Dan, if you catch this it was meant for you. I have been flying my birds for weeks now and have not really been able to get them up high due mostly to weather and time. I did have to take this pic for you, these two are always the last two down and today when I went out they just sat there so I got the cam. I loved it, hope you enjoy. >Kevin


----------



## outcold00 (Aug 6, 2007)

Hello kevin,
Great shot and good looking birds! I had mine out for 2 weeks. I just started to flag them up. Hoping for some nice weather this weekend.


----------



## Sunne (Apr 23, 2010)

Great Looking Serbian High Flyers 

How long do they fly for?

Looks like there enjoying the weather


----------



## kelliepulido (Mar 16, 2010)

beautiful birds


----------



## pattersonk2002 (Jun 1, 2008)

*fly time*



Sunne said:


> Great Looking Serbian High Flyers
> 
> How long do they fly for?
> 
> Looks like there enjoying the weather


 Thankyou, I got these birds from Outcold a few years back and now I have to many to take pictures of all, these two just looked to relaxed after flying to pass it up. I am not sure how long they fly, I will let them out and watch them go up and it's back to work.
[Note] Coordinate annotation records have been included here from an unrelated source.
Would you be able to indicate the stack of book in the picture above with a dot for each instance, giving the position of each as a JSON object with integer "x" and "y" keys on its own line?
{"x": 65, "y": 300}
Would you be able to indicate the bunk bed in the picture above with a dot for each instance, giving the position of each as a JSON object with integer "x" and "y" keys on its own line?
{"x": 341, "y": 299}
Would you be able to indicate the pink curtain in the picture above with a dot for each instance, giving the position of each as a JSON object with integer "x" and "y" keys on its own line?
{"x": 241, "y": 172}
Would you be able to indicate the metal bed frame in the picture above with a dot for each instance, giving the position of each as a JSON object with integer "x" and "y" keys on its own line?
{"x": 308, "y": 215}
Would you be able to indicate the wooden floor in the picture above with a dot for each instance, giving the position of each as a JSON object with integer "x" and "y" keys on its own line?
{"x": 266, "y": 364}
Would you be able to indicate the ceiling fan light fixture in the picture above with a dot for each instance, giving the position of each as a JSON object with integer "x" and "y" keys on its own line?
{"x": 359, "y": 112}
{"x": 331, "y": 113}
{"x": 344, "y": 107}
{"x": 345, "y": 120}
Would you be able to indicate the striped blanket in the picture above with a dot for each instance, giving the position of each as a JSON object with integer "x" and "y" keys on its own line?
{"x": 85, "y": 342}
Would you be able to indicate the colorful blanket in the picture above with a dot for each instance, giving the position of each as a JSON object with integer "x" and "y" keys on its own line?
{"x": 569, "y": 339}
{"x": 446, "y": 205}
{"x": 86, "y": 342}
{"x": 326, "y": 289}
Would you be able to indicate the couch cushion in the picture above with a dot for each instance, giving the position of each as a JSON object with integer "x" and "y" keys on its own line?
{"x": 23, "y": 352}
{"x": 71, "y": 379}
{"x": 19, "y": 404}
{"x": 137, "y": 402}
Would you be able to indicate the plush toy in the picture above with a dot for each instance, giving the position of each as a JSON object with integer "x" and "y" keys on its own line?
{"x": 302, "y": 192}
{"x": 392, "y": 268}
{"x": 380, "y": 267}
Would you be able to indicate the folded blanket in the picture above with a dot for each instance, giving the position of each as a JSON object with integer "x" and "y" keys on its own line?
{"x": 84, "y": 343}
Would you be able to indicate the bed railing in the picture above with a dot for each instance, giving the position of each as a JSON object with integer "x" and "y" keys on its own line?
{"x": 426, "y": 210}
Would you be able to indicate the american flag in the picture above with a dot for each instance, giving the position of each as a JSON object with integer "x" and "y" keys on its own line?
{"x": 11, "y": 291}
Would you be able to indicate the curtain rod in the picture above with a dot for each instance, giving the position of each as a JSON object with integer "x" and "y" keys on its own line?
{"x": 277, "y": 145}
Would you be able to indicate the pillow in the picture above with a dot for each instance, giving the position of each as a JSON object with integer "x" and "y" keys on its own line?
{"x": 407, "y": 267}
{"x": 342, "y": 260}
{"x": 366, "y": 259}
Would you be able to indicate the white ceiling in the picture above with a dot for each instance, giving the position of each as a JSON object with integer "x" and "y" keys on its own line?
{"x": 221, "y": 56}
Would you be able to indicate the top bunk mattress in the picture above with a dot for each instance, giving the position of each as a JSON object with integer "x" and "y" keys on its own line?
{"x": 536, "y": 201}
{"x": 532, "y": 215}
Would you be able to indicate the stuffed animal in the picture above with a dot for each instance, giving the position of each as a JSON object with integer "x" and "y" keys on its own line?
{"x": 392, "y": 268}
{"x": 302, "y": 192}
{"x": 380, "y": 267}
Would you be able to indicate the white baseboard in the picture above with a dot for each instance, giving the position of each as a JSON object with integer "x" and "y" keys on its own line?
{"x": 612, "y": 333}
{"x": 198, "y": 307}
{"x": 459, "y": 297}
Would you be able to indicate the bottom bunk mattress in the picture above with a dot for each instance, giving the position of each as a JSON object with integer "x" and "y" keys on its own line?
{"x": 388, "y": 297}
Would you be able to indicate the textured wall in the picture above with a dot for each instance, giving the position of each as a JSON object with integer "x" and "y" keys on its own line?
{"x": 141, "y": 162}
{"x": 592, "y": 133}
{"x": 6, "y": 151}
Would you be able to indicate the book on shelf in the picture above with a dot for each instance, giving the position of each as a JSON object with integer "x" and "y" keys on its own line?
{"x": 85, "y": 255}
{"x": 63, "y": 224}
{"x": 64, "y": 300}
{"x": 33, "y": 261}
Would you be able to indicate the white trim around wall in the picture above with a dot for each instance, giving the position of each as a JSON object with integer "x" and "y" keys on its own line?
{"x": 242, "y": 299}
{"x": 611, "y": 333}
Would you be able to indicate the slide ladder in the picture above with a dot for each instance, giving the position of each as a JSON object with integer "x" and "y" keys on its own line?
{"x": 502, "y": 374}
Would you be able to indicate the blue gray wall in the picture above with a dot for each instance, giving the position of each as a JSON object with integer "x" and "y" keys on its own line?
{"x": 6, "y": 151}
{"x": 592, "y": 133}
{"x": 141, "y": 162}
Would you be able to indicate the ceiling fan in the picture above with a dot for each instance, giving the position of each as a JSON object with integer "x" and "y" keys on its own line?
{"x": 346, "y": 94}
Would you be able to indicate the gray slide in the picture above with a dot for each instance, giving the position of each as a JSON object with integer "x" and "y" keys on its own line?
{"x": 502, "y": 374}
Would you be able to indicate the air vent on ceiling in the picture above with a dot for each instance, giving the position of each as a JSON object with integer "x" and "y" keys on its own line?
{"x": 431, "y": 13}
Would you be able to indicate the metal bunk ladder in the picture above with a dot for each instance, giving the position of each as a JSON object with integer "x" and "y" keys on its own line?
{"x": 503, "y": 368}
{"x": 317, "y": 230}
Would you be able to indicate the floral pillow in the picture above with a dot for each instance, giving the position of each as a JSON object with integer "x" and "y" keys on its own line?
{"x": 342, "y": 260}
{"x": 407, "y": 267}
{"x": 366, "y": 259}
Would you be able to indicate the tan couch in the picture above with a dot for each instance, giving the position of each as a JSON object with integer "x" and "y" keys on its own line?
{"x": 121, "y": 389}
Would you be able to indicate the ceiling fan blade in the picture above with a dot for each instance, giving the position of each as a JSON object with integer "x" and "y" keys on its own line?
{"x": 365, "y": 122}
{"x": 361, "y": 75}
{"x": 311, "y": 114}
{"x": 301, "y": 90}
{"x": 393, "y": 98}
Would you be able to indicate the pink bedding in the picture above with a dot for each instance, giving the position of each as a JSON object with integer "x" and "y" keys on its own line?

I basically just let them fly as they want to,I had 6 birds up for about 3 1/2 hours the other day but had to leave so I do not know total time. They where in the loft when I got home. Most of the birds are interested in mating for now so they really do not fly much at this time. I am going to push them a little harder at the end of the month. >Kevin

PS: I have about 50 birds now not including my homers.


----------



## kelliepulido (Mar 16, 2010)

I need some of these


----------



## outcold00 (Aug 6, 2007)

kelliepulido said:


> I need some of these


I know where you can get some


----------



## sreeshs (Aug 16, 2009)

That's a beautiful picture ...


----------



## shonny (Nov 19, 2008)

Do they fly real high?


----------